Stem Cells Help Repair Damaged Heart and Brain. In the mouse, stem cells show potential to replace cells lost in either the heart or brain. When primitive bone marrow cells (a type of stem cell) are injected into the mouse circulatory system, they can find their way to the damaged brain and gradually change into neuronal cells. When bone marrow cells are transplanted into mouse hearts damaged by a "heart attack," these cells regenerate not only new heart muscle but also blood vessel components. In mice, this repair can be accomplished in just a few weeks. In a recent, highly provocative study, mice in which heart damage had been induced were injected with cytokines (proteins) called stem cell factor (SCF) and granulocyte-colony-stimulating factor (G-CSF). Stimulated by the cytokines, primitive bone marrow cells swarmed to the hearts, converted to several different types of cardiac cells, and contributed to repair of the damaged tissue, improving both the heart function and the survival of the treated mice. This finding, while preliminary, suggests that it may be possible to mobilize the body's own naturally-occurring stem cells to repair tissue damage and fight disease.

Gene Expression and Aging

Characterization and Functional Classification of 15,000 Mouse Genes. New technologies are providing answers to questions about how genes control cell and tissue function. Arrays of DNA for specific genes permit the comparison of tens of thousands of genes at one time, to determine which are turned on or off in a particular cell or condition. A collection of 15,000 mouse genes has been developed, with emphasis on inclusion of genes active in placenta and embryo development. To facilitate extensive use of this gene collection, the set (currently named the "NIA mouse 15K cloned gene set") has been made available as a resource to the scientific community. This collection has been distributed to more than 100 research institutions world-wide. Nearly complete sequences of each gene in the 15K gene set are also available; by comparing the sequence information with genes that have already been well studied, scientists may be able to determine the function of these genes in mice. The Institute has also developed the NIA Microarray Facility, which provides investigators with low-cost access to microarrays developed from the set and will also provide for collecting and analyzing the gene expression findings of multiple investigators.

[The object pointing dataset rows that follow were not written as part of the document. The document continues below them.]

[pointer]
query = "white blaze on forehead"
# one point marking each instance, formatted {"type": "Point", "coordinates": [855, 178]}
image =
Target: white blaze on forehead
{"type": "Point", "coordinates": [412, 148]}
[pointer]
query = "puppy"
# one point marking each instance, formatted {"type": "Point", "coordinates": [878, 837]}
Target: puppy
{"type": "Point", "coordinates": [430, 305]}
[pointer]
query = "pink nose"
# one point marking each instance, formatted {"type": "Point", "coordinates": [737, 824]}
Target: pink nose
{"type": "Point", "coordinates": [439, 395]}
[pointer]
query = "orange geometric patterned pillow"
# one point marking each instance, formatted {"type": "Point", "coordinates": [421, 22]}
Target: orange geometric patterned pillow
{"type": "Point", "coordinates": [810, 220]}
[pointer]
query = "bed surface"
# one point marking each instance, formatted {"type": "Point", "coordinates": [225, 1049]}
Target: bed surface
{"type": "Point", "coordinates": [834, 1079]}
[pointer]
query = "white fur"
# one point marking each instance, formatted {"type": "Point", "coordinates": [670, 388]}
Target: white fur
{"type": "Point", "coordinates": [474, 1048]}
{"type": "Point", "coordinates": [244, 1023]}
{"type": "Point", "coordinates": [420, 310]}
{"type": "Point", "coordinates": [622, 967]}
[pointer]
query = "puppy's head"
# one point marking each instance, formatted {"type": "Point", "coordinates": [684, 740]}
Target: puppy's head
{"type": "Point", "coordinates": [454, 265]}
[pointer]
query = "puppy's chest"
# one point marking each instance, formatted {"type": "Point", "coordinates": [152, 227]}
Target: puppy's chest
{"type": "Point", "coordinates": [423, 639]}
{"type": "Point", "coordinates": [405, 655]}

Gene Required for Full Reproductive Lifespan in Women. One to three percent of women have premature ovarian failure (POF), going through menopause before age 40.10 In a number of these cases, a mutant gene is likely to be the cause, but until now no gene directly involved in regulating the time of menopause in women has been identified. Recently, researchers isolated a gene, FOXL2, that is mutated in this condition. FOXL2 is required to activate a number of other genes in the ovary. When the function of FOXL2 is reduced by a mutation, the number of follicles (eggs) in the ovary falls to a level too low to sustain a full reproductive lifespan. These findings reveal the first gene that is critically involved in determining the number of follicles in a woman's ovary; as more is learned about FOXL2's function, interventions that prevent or alleviate POF may be developed. In addition, an understanding of the genes that affect premature menopause will help in understanding the normal menopause process and its consequences.


  1. Coulam CB et al. Incidence of premature ovarian failure. Obstetrics and Gynecology 67: 604-606, 1986.